What if we wanted to answer the question - what percent of each year’s total sales did each employee contribute? Now we could do this with our groupby result above given that we have the totals for each year, but the transform method allows us to do this seamlessly. First of all, transform allows us to transform any column in DataFrame. For example, if we wanted to double the sales numbers in the original DataFrame:

def my_transform(x):
return sum(x)

sales_total_per_year = sales.groupby("year", as_index=False)["sales"].transform(
my_transform
)
sales_total_per_year

0    26
1    27
2    34
3    26
4    34
5    27
6    27
7    34
8    34
Name: sales, dtype: int64


Now if we add this back into the original dataset as a column, we can see what this has done:

sales["total_by_year"] = sales_total_per_year
sales

employee sales year total_by_year
0 Katrina 14 2018 26
1 Guanyu 17 2019 27
2 Jan 6 2020 34
3 Roman 12 2018 26
4 Jacqueline 8 2020 34
5 Paola 3 2019 27
6 Esperanza 7 2019 27
7 Alaina 15 2020 34
8 Egweyn 5 2020 34

This is useful because when paired with groupby it allows us to return the grouped values in such a way that any entry with the year 2018 will have the total for 2018 as a new column.
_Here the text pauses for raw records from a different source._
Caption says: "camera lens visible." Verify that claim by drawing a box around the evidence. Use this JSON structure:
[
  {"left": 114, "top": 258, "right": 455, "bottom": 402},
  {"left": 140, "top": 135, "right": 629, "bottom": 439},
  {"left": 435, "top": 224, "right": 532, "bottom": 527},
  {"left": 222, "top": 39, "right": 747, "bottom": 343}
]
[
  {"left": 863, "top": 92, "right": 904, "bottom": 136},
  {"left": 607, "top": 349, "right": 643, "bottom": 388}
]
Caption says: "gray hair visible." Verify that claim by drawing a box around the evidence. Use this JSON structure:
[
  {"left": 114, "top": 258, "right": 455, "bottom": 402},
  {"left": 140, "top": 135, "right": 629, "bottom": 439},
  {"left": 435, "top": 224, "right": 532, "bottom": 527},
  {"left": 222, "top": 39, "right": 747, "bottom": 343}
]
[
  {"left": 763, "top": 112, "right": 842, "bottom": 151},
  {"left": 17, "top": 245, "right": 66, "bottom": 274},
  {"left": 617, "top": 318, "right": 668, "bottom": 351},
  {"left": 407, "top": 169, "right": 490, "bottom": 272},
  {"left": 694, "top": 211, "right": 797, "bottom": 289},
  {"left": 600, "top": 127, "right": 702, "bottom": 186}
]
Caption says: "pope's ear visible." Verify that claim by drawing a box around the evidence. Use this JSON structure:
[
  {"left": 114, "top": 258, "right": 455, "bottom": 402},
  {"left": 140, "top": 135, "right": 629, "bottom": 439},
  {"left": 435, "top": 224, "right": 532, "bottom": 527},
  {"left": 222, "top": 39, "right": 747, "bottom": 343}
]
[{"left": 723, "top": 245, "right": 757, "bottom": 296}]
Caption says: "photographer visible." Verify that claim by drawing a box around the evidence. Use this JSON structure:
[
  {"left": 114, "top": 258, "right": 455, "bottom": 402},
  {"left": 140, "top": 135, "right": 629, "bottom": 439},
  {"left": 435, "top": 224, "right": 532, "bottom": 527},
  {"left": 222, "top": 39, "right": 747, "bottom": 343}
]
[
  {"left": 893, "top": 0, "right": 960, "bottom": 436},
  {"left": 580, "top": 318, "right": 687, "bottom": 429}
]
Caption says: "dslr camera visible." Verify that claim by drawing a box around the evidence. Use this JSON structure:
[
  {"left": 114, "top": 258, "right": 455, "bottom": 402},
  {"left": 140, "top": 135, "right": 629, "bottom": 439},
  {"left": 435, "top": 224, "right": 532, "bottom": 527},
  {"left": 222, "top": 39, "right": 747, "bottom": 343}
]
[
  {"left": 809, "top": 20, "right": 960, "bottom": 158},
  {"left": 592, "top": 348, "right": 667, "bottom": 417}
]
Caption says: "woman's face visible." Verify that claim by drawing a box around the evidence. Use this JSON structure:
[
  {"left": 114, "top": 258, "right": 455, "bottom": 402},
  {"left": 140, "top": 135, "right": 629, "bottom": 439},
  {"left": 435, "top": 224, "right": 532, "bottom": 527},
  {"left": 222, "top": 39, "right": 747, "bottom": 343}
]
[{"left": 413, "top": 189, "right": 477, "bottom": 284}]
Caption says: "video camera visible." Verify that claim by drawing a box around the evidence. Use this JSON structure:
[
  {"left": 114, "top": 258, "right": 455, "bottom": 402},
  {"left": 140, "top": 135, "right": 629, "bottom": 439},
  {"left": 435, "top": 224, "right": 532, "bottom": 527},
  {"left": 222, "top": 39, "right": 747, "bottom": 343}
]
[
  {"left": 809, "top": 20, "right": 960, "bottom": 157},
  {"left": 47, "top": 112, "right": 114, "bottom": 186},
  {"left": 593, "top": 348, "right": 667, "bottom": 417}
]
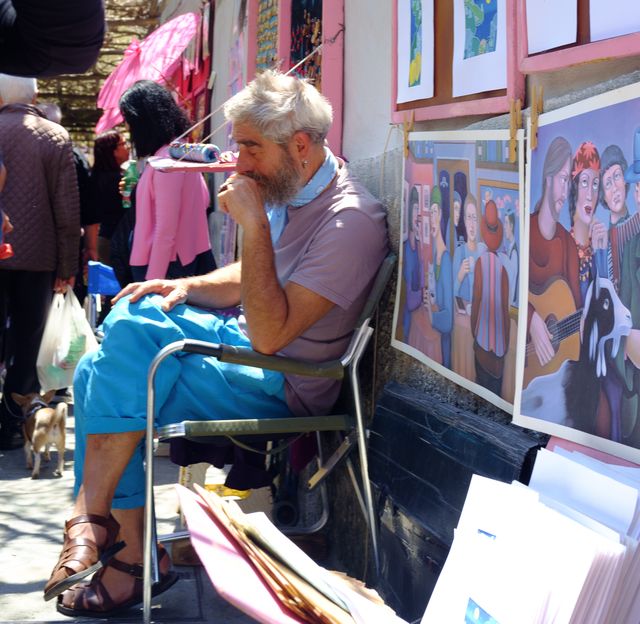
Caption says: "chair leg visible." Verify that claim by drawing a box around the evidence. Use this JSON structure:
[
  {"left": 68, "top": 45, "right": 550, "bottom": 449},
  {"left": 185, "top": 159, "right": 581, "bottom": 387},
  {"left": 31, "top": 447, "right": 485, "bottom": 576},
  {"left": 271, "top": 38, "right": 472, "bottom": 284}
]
[
  {"left": 350, "top": 334, "right": 380, "bottom": 575},
  {"left": 142, "top": 341, "right": 184, "bottom": 624}
]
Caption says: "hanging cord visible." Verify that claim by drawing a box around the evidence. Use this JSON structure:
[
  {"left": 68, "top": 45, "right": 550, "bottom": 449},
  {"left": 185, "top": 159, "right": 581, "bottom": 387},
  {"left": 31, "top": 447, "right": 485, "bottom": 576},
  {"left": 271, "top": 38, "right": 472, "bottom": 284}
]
[
  {"left": 174, "top": 24, "right": 344, "bottom": 161},
  {"left": 174, "top": 36, "right": 328, "bottom": 160},
  {"left": 378, "top": 124, "right": 402, "bottom": 201}
]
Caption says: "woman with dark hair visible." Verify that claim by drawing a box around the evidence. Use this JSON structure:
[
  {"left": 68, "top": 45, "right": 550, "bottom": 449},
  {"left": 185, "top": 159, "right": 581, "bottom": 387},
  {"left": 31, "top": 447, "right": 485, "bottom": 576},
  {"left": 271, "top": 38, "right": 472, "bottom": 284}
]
[
  {"left": 91, "top": 130, "right": 129, "bottom": 264},
  {"left": 120, "top": 80, "right": 215, "bottom": 281},
  {"left": 429, "top": 186, "right": 453, "bottom": 368},
  {"left": 402, "top": 186, "right": 424, "bottom": 342}
]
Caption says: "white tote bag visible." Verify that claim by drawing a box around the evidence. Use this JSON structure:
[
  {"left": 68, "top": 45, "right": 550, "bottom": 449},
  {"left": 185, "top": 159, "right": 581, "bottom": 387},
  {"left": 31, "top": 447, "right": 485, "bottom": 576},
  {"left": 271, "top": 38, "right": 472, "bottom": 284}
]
[{"left": 36, "top": 286, "right": 98, "bottom": 392}]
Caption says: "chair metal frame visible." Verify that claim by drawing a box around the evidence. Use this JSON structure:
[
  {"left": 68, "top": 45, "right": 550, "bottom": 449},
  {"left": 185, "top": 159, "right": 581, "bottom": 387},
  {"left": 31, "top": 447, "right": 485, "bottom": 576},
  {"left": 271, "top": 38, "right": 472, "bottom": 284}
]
[{"left": 143, "top": 253, "right": 396, "bottom": 624}]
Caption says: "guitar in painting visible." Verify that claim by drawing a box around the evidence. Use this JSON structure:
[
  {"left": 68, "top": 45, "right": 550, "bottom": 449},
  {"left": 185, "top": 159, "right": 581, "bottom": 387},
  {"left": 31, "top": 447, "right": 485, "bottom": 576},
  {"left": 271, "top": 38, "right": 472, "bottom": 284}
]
[{"left": 524, "top": 278, "right": 582, "bottom": 388}]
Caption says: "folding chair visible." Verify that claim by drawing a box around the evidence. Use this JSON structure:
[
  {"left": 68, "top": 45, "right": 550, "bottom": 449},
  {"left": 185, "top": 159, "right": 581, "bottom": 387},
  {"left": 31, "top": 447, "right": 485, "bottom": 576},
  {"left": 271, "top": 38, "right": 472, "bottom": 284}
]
[{"left": 143, "top": 253, "right": 396, "bottom": 623}]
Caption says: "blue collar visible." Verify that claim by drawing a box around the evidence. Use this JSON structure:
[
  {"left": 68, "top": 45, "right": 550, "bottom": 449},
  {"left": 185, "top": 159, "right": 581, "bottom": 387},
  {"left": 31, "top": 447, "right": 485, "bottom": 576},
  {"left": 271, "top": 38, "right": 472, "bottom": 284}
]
[{"left": 265, "top": 147, "right": 340, "bottom": 245}]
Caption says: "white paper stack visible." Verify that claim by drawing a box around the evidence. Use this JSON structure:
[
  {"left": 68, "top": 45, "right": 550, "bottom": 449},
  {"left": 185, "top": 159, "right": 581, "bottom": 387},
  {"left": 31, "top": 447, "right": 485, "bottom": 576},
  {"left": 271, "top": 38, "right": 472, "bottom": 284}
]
[{"left": 422, "top": 449, "right": 640, "bottom": 624}]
Since transform returns a Series has the same number of rows at the original DataFrame, we now have the total sales for 2018 (26) assigned to all the employees for that year (Katrina and Roman). We can now add one final column that has the percentage of sales by year for each employee:

sales["percent_by_year"] = sales["sales"] / sales["total_by_year"] * 100
sales

employee sales year total_by_year percent_by_year
0 Katrina 14 2018 26 53.846154
1 Guanyu 17 2019 27 62.962963
2 Jan 6 2020 34 17.647059
3 Roman 12 2018 26 46.153846
4 Jacqueline 8 2020 34 23.529412
5 Paola 3 2019 27 11.111111
6 Esperanza 7 2019 27 25.925926
7 Alaina 15 2020 34 44.117647
8 Egweyn 5 2020 34 14.705882

## Summary#

In this lesson we explored how groupby can be used to describe and summarize data based on a shared attribute and how to customize how the data that share the attribute are aggregated. In the next lesson, we’ll extend this further to the case when we want to group according to more than one attribute.